Maldives Government Holds Undersea Cabinet Meeting 271
Hugh Pickens writes "The president of the Maldives and 11 ministers, decked out in scuba gear, held a cabinet meeting 4m underwater to highlight the threat of global warming to the low-lying Indian Ocean nation. While officials said the event itself was light-hearted, the idea is to focus on the plight of the Maldives, where rising sea levels threaten to make the nation uninhabitable by the end of the century. President Mohamed Nasheed and his cabinet spent half an hour on the sea bed, communicating with white boards and hand signals and signed a document calling for global cuts in carbon emissions.
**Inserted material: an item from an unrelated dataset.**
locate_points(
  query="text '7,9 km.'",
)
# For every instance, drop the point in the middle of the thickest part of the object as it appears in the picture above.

The Maldives has already begun to divert a portion of the country's billion-dollar annual tourist revenue to buy a new homeland as an insurance policy against climate change that threatens to turn the 300,000 islanders into environmental refugees. Emerging out of the water, a dripping President Nasheed removed his mask to answer questions from reporters and photographers crowded around on the shore. 'We are trying to send a message to the world about what is happening and what would happen to the Maldives if climate change isn't checked,' he said, bobbing around in the water with his team of ministers. 'If the Maldives is not saved, today we do not feel there is much chance for the rest of the world.'"
cash cow (Score:3, Insightful)
CO2 cutbacks cannot stop climate change (Score:4, Insightful)
No amount of CO2 cutbacks is going to stop climate change and the sea levels rising, even if CO2 emissions dropped to zero tomorrow. The relevant time constants are from hundreds to thousands of years.
This pretty much highlights how it's all primarily a media circus and political game. The science is lost entirely in the noise.
Re:CO2 cutbacks cannot stop climate change (Score:2, Insightful)
Good idea (Score:2, Insightful)
Re:New homeland? (Score:4, Insightful)
Re:CO2 cutbacks cannot stop climate change (Score:5, Insightful)
yeah, it's better if we do nothing but get really drunk and mock the folks who are trying to do something to save your sorry ass.
It's the can-do attitude which made America what it is today!
We may not be able to alter the momentum for 50 years from now at this point, but we can do a lot to affect it 500 years from now, probably no less than saving civilization in the process. One thing is for sure, if you never try you'll never achieve anything.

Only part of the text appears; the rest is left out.